Quasi ultimato il progetto dell’apertura a sud dello scalo: nuovo spazio verde sull’acqua, passeggiate lungo l’antemurale e approdo per mega yacht. Lavori previsti fino a settembre 2026
CIVITAVECCHIA – A Civitavecchia il porto prova a ridisegnare il proprio rapporto con la città. Nella sala conferenze dell’Autorità di Sistema Portuale del Mar Tirreno Centro Settentrionale, al Molo Vespucci, si è svolto l’incontro pubblico dedicato al progetto di apertura a sud dello scalo portuale: un intervento che punta a creare un nuovo spazio verde affacciato sul mare e a restituire ai cittadini l’antemurale attraverso nuove passeggiate e aree di fruizione pubblica.
Numerosa la partecipazione del pubblico, segno di un forte interesse della comunità verso un’opera che, fin dall’avvio del cantiere, ha suscitato attenzione e anche alcune perplessità.

Il presidente dell’Autorità di Sistema Portuale, Raffaele Latrofa, ha sottolineato proprio il legame profondo tra la città e il suo porto: “Civitavecchia è una città molto attenta e molto attaccata al suo porto. I sentimenti sono forti, le critiche sono dure ma quando i progetti sono buoni la felicità è doppia”.
Latrofa ha ricordato il confronto avviato con i cittadini prima dell’inizio dei lavori: “Ho cercato di rappresentare al meglio la bontà dell’opera. Questo incontro fa parte di un ciclo con cui intendiamo raccontare cosa stiamo facendo e raccogliere informazioni e suggerimenti”.
Il progetto, è stato spiegato durante l’incontro, nasce come appalto integrato: la società vincitrice della gara si occupa sia della progettazione esecutiva sia della realizzazione delle opere. Una formula che consente ancora eventuali modifiche durante la fase di esecuzione, anche sulla base delle osservazioni provenienti dal territorio.

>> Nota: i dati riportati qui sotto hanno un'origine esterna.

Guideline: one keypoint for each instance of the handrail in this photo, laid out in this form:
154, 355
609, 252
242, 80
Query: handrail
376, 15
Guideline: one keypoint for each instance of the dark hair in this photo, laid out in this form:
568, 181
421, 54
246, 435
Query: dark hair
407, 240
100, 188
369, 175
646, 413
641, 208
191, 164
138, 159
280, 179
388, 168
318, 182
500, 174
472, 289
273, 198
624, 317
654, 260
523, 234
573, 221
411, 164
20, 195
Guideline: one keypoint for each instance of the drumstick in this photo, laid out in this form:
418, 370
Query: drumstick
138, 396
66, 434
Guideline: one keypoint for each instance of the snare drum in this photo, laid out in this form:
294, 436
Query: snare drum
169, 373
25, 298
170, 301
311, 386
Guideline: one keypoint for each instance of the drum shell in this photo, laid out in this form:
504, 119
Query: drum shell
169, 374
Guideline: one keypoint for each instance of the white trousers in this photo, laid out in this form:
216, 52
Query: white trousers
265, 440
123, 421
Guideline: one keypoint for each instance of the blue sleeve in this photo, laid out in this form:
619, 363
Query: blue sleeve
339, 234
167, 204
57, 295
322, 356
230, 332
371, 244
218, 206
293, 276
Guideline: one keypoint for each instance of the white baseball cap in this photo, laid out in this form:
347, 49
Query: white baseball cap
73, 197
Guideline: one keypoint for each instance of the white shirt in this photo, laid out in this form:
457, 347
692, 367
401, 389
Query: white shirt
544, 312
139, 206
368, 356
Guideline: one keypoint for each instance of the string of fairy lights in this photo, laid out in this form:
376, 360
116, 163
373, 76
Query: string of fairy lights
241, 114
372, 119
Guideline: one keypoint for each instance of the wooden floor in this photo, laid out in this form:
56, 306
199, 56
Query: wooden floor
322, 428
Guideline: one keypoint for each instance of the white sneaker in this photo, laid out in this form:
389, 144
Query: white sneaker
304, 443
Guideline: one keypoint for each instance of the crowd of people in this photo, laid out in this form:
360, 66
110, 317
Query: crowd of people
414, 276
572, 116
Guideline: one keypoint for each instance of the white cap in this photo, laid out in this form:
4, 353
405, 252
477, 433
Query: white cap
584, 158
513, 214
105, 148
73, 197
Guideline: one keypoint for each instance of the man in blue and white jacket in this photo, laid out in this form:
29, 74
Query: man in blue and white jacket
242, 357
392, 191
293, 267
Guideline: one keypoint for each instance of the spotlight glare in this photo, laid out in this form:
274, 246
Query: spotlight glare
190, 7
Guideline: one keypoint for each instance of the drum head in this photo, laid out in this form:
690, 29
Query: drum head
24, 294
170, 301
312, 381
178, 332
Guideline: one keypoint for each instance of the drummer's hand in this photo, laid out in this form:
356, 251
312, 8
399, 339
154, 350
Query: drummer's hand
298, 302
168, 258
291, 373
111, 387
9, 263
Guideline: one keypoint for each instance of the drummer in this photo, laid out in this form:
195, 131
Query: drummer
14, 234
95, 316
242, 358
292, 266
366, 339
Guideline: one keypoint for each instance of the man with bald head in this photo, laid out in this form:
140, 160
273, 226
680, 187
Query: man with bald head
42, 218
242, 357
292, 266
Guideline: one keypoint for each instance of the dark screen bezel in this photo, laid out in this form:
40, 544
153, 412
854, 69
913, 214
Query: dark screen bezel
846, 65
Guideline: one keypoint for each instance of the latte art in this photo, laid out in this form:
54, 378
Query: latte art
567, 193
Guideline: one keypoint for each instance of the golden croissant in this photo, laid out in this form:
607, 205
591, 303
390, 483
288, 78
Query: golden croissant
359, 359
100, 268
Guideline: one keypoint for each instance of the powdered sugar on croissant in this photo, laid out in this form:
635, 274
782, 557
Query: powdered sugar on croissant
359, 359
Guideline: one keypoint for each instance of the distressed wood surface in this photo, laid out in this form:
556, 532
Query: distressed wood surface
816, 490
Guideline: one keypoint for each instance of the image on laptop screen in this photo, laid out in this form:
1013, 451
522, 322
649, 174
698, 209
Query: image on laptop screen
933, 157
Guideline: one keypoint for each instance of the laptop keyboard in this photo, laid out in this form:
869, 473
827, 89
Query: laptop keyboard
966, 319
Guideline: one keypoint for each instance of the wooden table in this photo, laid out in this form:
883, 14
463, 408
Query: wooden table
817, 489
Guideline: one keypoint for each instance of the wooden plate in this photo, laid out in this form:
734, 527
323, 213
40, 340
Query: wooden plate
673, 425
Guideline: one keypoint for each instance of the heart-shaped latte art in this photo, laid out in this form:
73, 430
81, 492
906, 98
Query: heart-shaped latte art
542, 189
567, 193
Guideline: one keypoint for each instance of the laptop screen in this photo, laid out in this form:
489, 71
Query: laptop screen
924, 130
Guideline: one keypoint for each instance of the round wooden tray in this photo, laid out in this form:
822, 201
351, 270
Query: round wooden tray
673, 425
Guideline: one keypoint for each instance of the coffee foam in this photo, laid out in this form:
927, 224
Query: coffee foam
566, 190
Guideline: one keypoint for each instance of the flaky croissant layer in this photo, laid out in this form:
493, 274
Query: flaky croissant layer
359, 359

Presente anche il sindaco di Civitavecchia, Marco Piendibene, che ha parlato di una collaborazione istituzionale importante per il futuro dello sviluppo urbano e portuale.
“Ottima simbiosi tra lo sviluppo e il sentimento dei civitavecchiesi – ha detto il primo cittadino -. L’apertura a Sud, speriamo, sarà affiancata da uno sviluppo. Vedremo cosa accadrà nella Conferenza dei servizi. Al di là del colore politico c’è comunque una grande collaborazione che non è scontata”.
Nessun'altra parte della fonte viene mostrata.